吳永毅的《鬼在春天做什麼》(蜃樓),大概是我最想站到橋上,為他大聲疾呼的一本。此書遊走於小說散文之間,還將論文格式引為記憶的腳註,彷彿是一部向羅蘭.巴特致敬的「吳永毅論吳永毅」。〈怕水,80c.c.〉寫高中時「男性女乳症」的尷尬,寫目睹了李雙澤的溺水,寫恰如流水逝去的時光。〈致羅某(傳說中肉麻的BL情書〉)是對逝去舞者羅曼菲以及青春的追念,文中苦主羅智成書前作序,他如此描述吳永毅:「名匠手筆下的唐吉軻德/像斜陽脫長了身影豎起/瘦嶙的結構單薄凜立」。林俊頴《某某人的夢》(印刻),亦穿梭於現實與虛構之間,其〈後記〉所言,小說裡的故事已經掛心多年,是建築於「如黃金弦的真實與現實」地基的「虛構之屋」。開篇引用魯西迪的文字:「好比唐吉軻德所說的,你是在去年的鳥巢中尋找今年的鳥。」詞與物的糾纏還未釐清,年少往事都像巫師之語,口中呢喃,魂兮歸來。張萬康《笑的童話》(麥田)漫天扯屁,狂歡節似的歌唱舞蹈。小說寫一名失業又離婚的父親,帶著小學兒子,搭車去台北一0一跳樓自死。看似悲傷的情節,張萬康卻寫得野趣橫生。他開宗明義,此書不只是喜劇,更是一篇童話。要先死,才懂得生;似是若非,也是道理。加拿大女作家艾莉絲.孟若2013年摘下諾貝爾文學獎,《相愛或是相守》、《幸福陰影之舞》、《城堡岩海景》、《愛的進程》(皆木馬)陸續在臺灣出版。

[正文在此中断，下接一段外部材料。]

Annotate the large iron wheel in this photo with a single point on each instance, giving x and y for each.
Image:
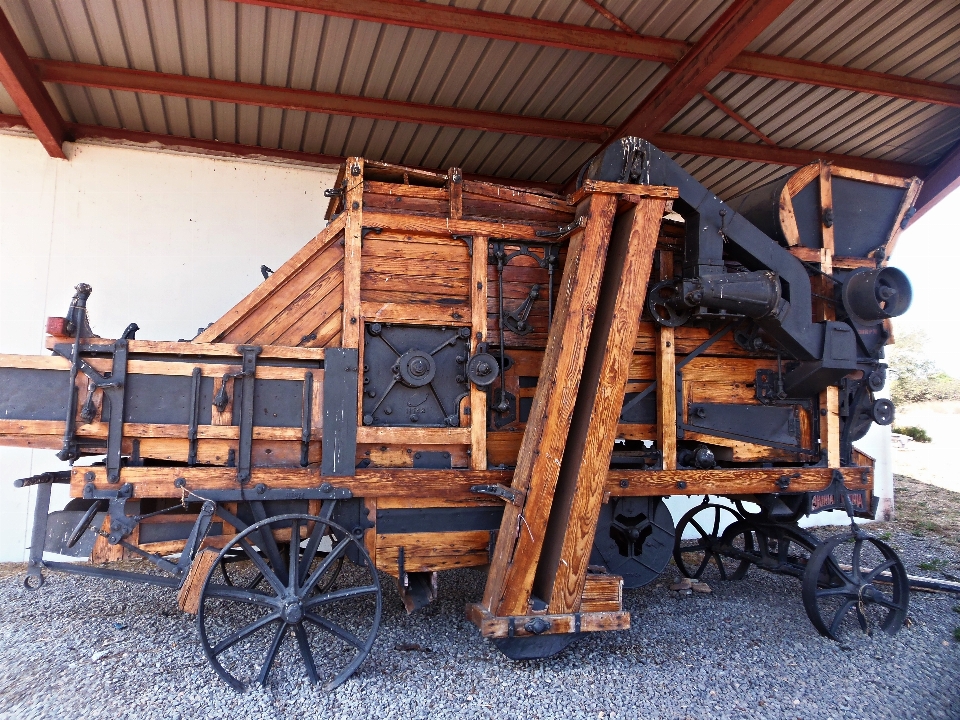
(855, 579)
(693, 556)
(243, 625)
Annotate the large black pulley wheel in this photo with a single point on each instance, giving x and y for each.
(853, 582)
(281, 584)
(701, 550)
(634, 539)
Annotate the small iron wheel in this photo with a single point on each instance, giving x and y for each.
(855, 579)
(694, 555)
(335, 621)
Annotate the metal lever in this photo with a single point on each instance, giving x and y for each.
(516, 321)
(514, 497)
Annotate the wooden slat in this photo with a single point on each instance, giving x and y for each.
(447, 227)
(413, 435)
(640, 191)
(455, 185)
(623, 294)
(646, 483)
(265, 289)
(666, 381)
(513, 195)
(373, 187)
(432, 552)
(158, 482)
(414, 313)
(478, 326)
(519, 543)
(351, 252)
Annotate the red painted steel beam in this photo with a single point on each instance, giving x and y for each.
(793, 157)
(736, 117)
(600, 9)
(739, 24)
(20, 80)
(143, 81)
(215, 148)
(443, 18)
(262, 95)
(940, 182)
(667, 142)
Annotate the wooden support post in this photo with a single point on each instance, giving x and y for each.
(478, 325)
(353, 207)
(455, 190)
(830, 397)
(520, 541)
(590, 443)
(666, 380)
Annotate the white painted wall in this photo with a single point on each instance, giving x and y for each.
(168, 241)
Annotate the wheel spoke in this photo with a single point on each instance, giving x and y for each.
(272, 653)
(703, 533)
(837, 592)
(882, 600)
(857, 548)
(334, 629)
(841, 613)
(305, 653)
(719, 560)
(338, 595)
(249, 597)
(263, 566)
(873, 574)
(336, 552)
(293, 573)
(239, 635)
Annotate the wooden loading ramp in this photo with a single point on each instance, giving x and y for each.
(543, 548)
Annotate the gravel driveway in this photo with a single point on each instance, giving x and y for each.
(82, 648)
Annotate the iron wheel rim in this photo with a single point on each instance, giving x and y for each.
(286, 590)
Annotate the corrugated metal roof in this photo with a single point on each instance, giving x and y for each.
(239, 42)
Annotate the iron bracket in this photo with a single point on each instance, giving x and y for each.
(514, 497)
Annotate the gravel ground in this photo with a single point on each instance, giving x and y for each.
(87, 648)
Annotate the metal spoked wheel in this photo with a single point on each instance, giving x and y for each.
(237, 570)
(333, 612)
(855, 581)
(694, 556)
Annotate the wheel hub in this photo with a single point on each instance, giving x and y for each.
(291, 611)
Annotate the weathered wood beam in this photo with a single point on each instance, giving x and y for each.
(739, 24)
(20, 79)
(939, 182)
(499, 26)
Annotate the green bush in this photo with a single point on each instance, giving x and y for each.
(915, 377)
(918, 434)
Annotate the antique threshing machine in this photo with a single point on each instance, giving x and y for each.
(458, 374)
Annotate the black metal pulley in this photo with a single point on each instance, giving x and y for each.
(635, 538)
(871, 295)
(483, 369)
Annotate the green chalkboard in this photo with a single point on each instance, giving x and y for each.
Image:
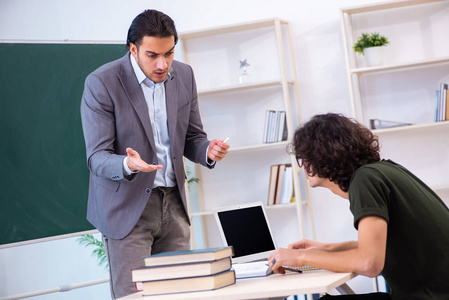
(44, 178)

以短篇小說見長的孟若,總能讓我們重見「小說之為小說」的神奇時刻。她筆下的人物,看似過著平靜的生活,最終才發現,傷害早已存在。智利作家博拉紐的長篇小說《狂野追尋》、《2666》,才華讓人豔羨,其短篇小說集《在地球的最後幾個晚上》(遠流)終於也在台灣出版。簡單而碎雜的語言,沒有豐饒的魔幻敘事,而更像一名醉酒的朋友,充滿才氣的率性而談。博拉紐特愛諷刺「文壇」,《納粹美洲文學》便以一本書的篇幅,揭穿「看似偉岸其實卑劣的文學界」。而《在地球的最後幾個晚上》,〈申西尼〉、〈文壇奇遇〉也談「文壇」,卻多了一分惆悵傷感。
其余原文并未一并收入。